Reklama

Koniec ze „znakozą”? Szykują się zmiany w przepisach drogowych

Eksperci opracowują projekt zmian w organizacji ruchu na polskich drogach. Rekomendują między innymi ograniczenie liczby znaków drogowych, bo ich liczba jest już tak duża, że kierowcy przestają zwracać na nie uwagę.
Koniec ze „znakozą”? Szykują się zmiany w przepisach drogowych
Nadmiar znaków utrudnia przyswojenie w krótkim czasie wszystkich zawartych w nich informacji

Autor: Agnieszka Maj

„Znakoza” często jest wskazywana jako jeden z istotnych problemów na polskich drogach. W październiku ubiegłego roku Generalna Dyrekcja Dróg Krajowych i Autostrad (GDDKiA) powołała Forum organizacji ruchu i bezpieczeństwa ruchu drogowego. Zadaniem zgromadzonych tam ponad 130 ekspertów ma być opracowanie rozwiązań, które poprawią organizację ruchu i bezpieczeństwo na polskich drogach. 

Niedawno pojawiły się informacje o pierwszych wnioskach z tych prac. 

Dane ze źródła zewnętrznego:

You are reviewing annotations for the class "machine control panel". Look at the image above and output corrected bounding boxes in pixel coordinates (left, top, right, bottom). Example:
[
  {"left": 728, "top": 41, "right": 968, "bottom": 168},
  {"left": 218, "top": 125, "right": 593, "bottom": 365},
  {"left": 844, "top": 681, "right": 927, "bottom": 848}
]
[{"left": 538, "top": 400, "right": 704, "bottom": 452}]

– Celem tych działań jest między innymi zmniejszenie liczby znaków przy drogach przy zachowaniu, a nawet zwiększeniu, bezpieczeństwa ruchu drogowego. To pierwszy krok do zmian tzw. czerwonej księgi – czytamy w komunikacie GDDKiA. Mianem czerwonej księgi lub czerwonej książki określa się w środowisku inżynierów ruchu właśnie regulacje dotyczące zasady oznakowania polskich dróg.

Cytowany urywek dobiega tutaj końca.